Overall, 16.8 million US adults and 8.2 million US adults with treated hypertension meet the Sprint eligibility criteria [19]. The SPRINT eligibility criteria were applied to the 1999 to 2006 National Health and Nutrition Examination Survey and linked with the National Death Index through December, 2011 [20••]. This study reported that intensive lowering of systolic blood pressure of all eligible US adults could prevent 107,500 deaths per year and 46,100 cases of heart failure per year but cause an increase in serious adverse events [20••].

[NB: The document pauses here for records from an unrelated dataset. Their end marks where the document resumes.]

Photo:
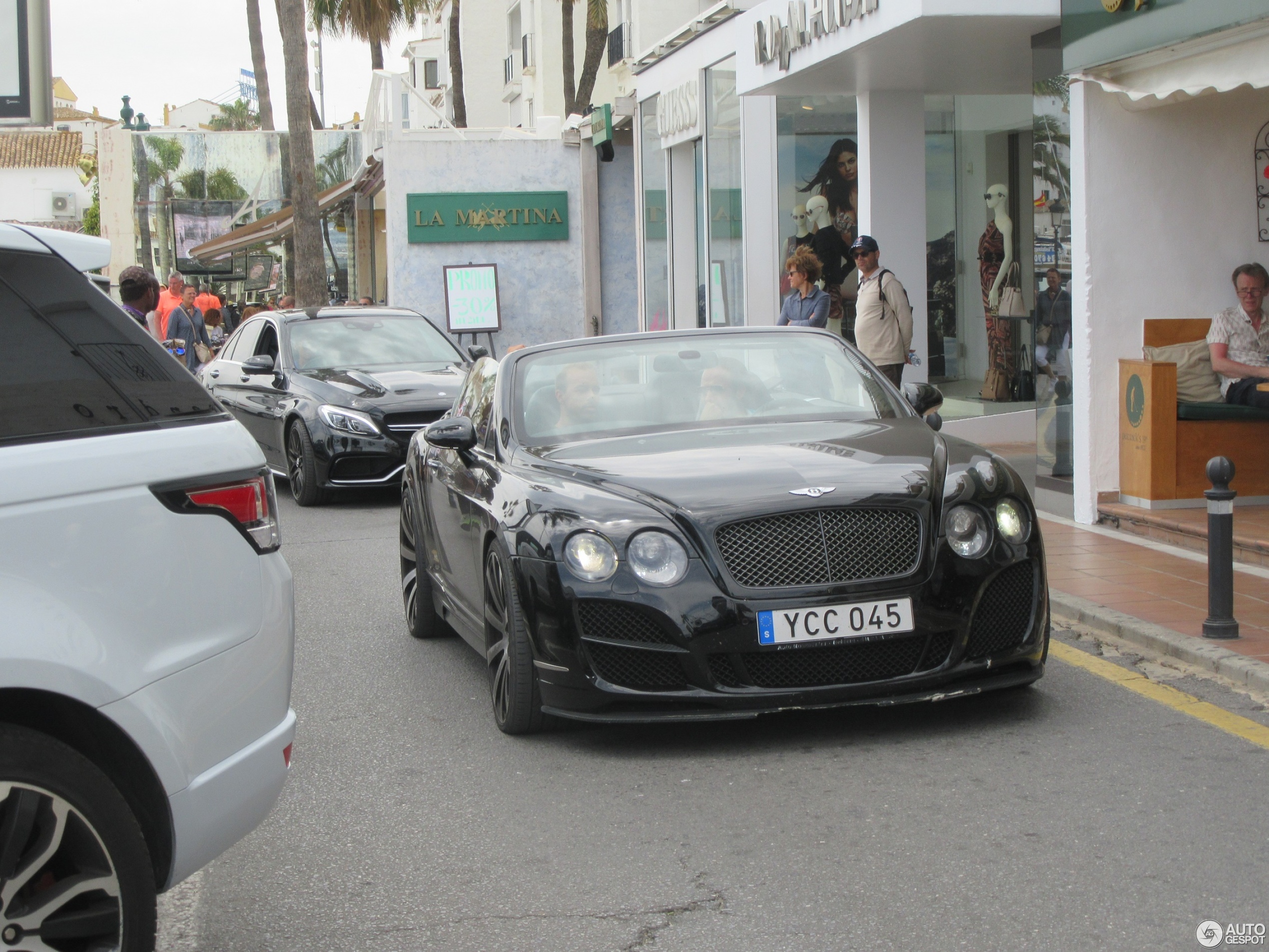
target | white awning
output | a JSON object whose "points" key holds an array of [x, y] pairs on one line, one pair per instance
{"points": [[1214, 64]]}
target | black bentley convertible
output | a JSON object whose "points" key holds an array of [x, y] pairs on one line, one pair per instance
{"points": [[712, 524]]}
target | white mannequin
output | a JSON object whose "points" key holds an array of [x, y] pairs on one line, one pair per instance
{"points": [[818, 212], [998, 203], [800, 219]]}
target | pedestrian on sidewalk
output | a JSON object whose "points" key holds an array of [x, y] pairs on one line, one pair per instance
{"points": [[169, 299], [139, 291], [186, 323], [884, 318], [806, 306], [1239, 339]]}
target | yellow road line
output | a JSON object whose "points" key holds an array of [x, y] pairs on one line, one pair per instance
{"points": [[1171, 697]]}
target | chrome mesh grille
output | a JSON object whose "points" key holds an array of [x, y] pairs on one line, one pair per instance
{"points": [[821, 546]]}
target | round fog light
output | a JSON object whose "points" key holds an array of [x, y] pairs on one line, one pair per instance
{"points": [[591, 556], [657, 559], [967, 531], [1012, 521]]}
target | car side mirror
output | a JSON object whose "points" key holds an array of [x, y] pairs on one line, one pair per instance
{"points": [[260, 364], [455, 433], [924, 398]]}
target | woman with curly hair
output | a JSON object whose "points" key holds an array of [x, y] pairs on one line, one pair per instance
{"points": [[806, 306]]}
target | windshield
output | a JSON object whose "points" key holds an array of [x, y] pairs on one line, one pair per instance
{"points": [[367, 342], [652, 385]]}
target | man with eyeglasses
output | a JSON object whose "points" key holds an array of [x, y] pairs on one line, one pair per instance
{"points": [[1239, 339]]}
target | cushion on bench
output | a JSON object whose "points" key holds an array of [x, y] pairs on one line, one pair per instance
{"points": [[1220, 412]]}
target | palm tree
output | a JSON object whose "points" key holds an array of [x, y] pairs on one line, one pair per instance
{"points": [[570, 89], [310, 266], [163, 167], [597, 38], [262, 74], [235, 117], [456, 66], [371, 20]]}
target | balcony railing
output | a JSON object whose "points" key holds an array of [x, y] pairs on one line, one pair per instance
{"points": [[620, 45]]}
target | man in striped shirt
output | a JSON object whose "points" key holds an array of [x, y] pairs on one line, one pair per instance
{"points": [[1239, 339]]}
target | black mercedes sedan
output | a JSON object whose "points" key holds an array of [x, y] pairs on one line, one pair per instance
{"points": [[713, 524], [333, 395]]}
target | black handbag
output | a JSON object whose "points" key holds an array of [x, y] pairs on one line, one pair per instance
{"points": [[1025, 384]]}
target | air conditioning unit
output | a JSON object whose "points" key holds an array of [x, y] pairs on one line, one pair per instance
{"points": [[64, 205]]}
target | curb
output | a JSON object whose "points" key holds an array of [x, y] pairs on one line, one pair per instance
{"points": [[1220, 660]]}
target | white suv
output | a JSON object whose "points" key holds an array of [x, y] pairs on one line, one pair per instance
{"points": [[146, 616]]}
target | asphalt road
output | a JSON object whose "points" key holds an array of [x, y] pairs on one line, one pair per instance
{"points": [[1069, 815]]}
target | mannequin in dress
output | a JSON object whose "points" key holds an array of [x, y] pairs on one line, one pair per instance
{"points": [[831, 250], [998, 203], [995, 256]]}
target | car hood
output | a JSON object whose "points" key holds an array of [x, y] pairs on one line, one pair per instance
{"points": [[715, 474], [385, 388]]}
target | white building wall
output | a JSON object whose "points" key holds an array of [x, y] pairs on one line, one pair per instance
{"points": [[27, 195], [1164, 210]]}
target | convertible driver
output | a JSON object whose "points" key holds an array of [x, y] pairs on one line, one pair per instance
{"points": [[578, 395]]}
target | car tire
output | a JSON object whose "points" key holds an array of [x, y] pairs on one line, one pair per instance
{"points": [[421, 611], [513, 681], [66, 820], [302, 466]]}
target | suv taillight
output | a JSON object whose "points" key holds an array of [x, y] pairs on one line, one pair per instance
{"points": [[249, 503]]}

The Heart Outcomes Prevention Evaluation (HOPE)-3 trial randomized 12,705 persons (49% Asians, 20% whites, 27% Hispanics, and 2% blacks), mean age 65.7 years, without cardiovascular disease and at intermediate risk to treatment with candesartan 16 mg plus hydrochlorothiazide 12.5 mg daily or to placebo [21]. The baseline mean blood pressure was 138.1/81.9 mmHg. The decrease in blood pressure in the drug treatment group was 6.0/3.0 mmHg. At 5.6-year median follow-up, there was no significant reduction in the composite endpoint of cardiovascular death, nonfatal myocardial infarction, or nonfatal stroke. In the subgroup of patients with a systolic blood pressure higher than 143.5 mmHg, drug therapy reduced the composite endpoint of cardiovascular death, nonfatal myocardial infarction, or nonfatal stroke by 27% (95% CI, 6 to 44%) [21].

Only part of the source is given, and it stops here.